Salar de Uyuni is the world's largest salt flat at 10,582 square kilometers (4,086 sq mi). It is located in southwest Bolivia, near the crest of the Andes, and is elevated 3,656 meters (11,995 ft) above the sea level.The Salar is covered by a few meters of salt crust, which has an extraordinary flatness with the average altitude variations within one meter over the entire area of the Salar. (So flat that it is used to calibrate Earth observation satelittes' altimeters!)
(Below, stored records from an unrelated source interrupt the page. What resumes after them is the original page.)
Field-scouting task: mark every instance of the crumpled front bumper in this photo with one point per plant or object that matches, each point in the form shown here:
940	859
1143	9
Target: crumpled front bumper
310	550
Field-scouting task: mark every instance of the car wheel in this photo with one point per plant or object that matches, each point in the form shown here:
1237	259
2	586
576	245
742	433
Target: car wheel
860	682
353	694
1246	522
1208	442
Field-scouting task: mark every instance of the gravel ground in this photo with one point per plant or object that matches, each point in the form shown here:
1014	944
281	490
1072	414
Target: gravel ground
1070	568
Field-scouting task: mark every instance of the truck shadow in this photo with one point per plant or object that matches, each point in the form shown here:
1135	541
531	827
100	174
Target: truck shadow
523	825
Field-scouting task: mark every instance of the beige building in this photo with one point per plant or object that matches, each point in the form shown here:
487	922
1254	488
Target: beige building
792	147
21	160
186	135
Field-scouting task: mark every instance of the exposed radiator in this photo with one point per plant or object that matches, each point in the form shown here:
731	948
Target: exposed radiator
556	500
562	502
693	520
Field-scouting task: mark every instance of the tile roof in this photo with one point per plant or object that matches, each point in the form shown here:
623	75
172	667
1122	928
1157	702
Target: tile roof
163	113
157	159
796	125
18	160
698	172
The Salar is virtually devoid of any wild life and vegetation. The latter is dominated by giant cacti. They grow at a rate of about 1 centimeter (0.39 in) per year to a length of about 12 meters (39 ft) (We're talking about 1,200 years old cacti!). Also present are quinoa plants and quenua bushes. Every November, Salar de Uyuni is the breeding grounds for pink South American flamingos. Andean fox (culpeo) is a representative animal, and the "islands" of Salar (in particular the Incahuasi island, which is also called Isla del Pescadores. I’ll post a picture of it) host a colony of rabbit-like viscachas.
A total of 200 species adapted to the extreme life conditions and a lot of them are endangered.
The crust serves as a source of salt and covers a pool of brine, which is exceptionally rich in lithium: 50 to 70% of the world's reserves, which has yet to be extracted and represent a great interest for several international companies. The industrial extraction of Lithium, if it happens, might change theses landscapes for ever, and endanger the local species even more.
This place is an enormous ecological challenge.